In [1]:
import keras

  from ._conv import register_converters as _register_converters
Using TensorFlow backend.
  return f(*args, **kwds)


In [2]:
import pickle
import os
import re
import time

from keras import backend as K
import tensorflow as tf

import numpy as np
import keras
from keras.preprocessing.text import Tokenizer
from keras.preprocessing.sequence import pad_sequences
from nltk.stem import SnowballStemmer
from tqdm import tqdm

In [3]:
np.set_printoptions(linewidth=100, precision=4)

In [61]:
params = {
    "UTTERANCE_LENGTH": 60,
    "DISCUSSION_LENGTH": 48, #60,
    "NARRATION_LENGTH": 30,
    "MAX_WORDS_COUNT": 3000,
    "WORD_EMBEDDING_DIM": 32,
    "PEOPLE_EMBEDDING_DIM": 32,
    "VALIDATION_SPLIT": 0.2,
    "RECURRENT_UNITS_COUNT": 32,
    "PATIENCE": 2,
    "EPOCHS": 8,
    "BATCH_SIZE": 16, # not large because every sample is 300 words long
    "LR": 0.001,
    "MSE_LOSS_WEIGHT": 500,
}


TIME_STR = time.strftime("%Y%m%d-%H%M%S")
OUT_MODEL_PATH = os.path.join('./output/', "model-{}.h5".format(TIME_STR))
CHECKPOINT_PATH = os.path.join('./output/', "model-{}-checkpoint.h5".format(TIME_STR))
GLOVE_PATH = '/Users/perceval/Developpement/Data/glove.6B.100d/glove.6B.100d.txt'
DATA_PATH = 'corpus/dataset_dl.pkl'
SPLIT_REGEX = r"[@_\w]+|['.,!?;]"

### Load people

In [5]:
people = pickle.load(open("corpus/people.pkl", "rb"))

In [6]:
dataset = pickle.load(open("corpus/dataset-dl.pkl", "rb"))

In [7]:
dataset[0][0]

('My dear Mr_Bennet,  have you heard that Netherfield Park is let at last?',
 ' said his lady to him one day, ',
 ['Charlotte', 'Mrs_Bennet'],
 ['Mr_Bennet'],
 'Mrs_Bennet')

### Load data and process it (again !)

#### Tokenize text

We are going to stem the data, to make the vocabulary denser

In [8]:
def stem_sentence(stemmer, sentence, people_names):
    tokens = re.findall(SPLIT_REGEX, sentence)
    return [stemmer.stem(word) if word not in people_names else word for word in tokens]

In [9]:
stem_sentence(SnowballStemmer('english'), "Mr_Bennet is with Mrs_Bennet's daughter", [p['main'] for p in people])

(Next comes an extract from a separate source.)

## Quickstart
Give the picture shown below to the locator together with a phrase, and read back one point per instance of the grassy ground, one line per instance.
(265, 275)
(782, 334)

['Mr_Bennet', 'is', 'with', 'Mrs_Bennet', "'", 's', 'daughter']

In [10]:
def pad(list, length, default):
    """Pads the `list`, adding `default` as many times as necessary to reach the provided `length`"""
    if length is None:
        return list
    return  [list[i] if i < len(list) else default for i in range(length)]

In [50]:
def make_data(dataset, people, verbose=2, utterance_length=8, narration_length=None, discussion_length=None):
    """Tokenizes, stems and transform into to ids the provided `dataset`
    """
    people_main = [p['main'] for p in people]
    
    stemmer = SnowballStemmer('english')

    stemmed_samples = [
        [(stem_sentence(stemmer, utterance[0], people_main), # utterance part
          stem_sentence(stemmer, utterance[1], people_main), # narration part
          utterance[2], # potential subjects
          utterance[3], # potential destinator
          utterance[4]) # label
         for utterance in discussion]
        for discussion in (tqdm(dataset, desc="Text words stemming")
                           if verbose > 1 else dataset)]
    
    words = [word
             for discussion in stemmed_samples
             for utterance in discussion
             for text in (utterance[0], utterance[1])
             for word in text]
    # Fit the tokenizer on train texts
    word_index, word_counts = np.unique(words, return_counts=True)
    new_indices = sorted(range(len(word_index)), key=lambda i: "0"+word_index[i] if word_index[i] in people_main else "1"+word_index[i])
    word_index = word_index[new_indices]
    word_counts = word_counts[new_indices]
    
    inverse_words = {v: i+2 for i, v in enumerate(word_index)}
    inverse_people = {v: i for i, v in enumerate(people_main)}

    # Convert them to indices and truncate them if they are too large
    tokenized_samples = [
        # Pad the discussion so that its length matches `discussion_length`
        pad([(pad([inverse_words.get(w, 1) for w in utterance[0]], utterance_length, 0),
              pad([inverse_words.get(w, 1) for w in utterance[1]], narration_length, 0),
              [inverse_people.get(p, 0) for p in utterance[2]],
              [inverse_people.get(p, 0) for p in utterance[3]],
              inverse_people.get(utterance[4], -1)+1)
              for utterance in discussion if utterance[4] in inverse_people],
             length=discussion_length,
             default=([0]*(utterance_length or 0), # empty utterance
                      [0]*(narration_length or 0), # empty narration,
                      [], # no target hint
                      [], # no target hint
                      0, # default non-character id
             ))
        for discussion in (tqdm(stemmed_samples, desc="Text/targets to ids mapping")
                           if verbose > 1 else stemmed_samples)]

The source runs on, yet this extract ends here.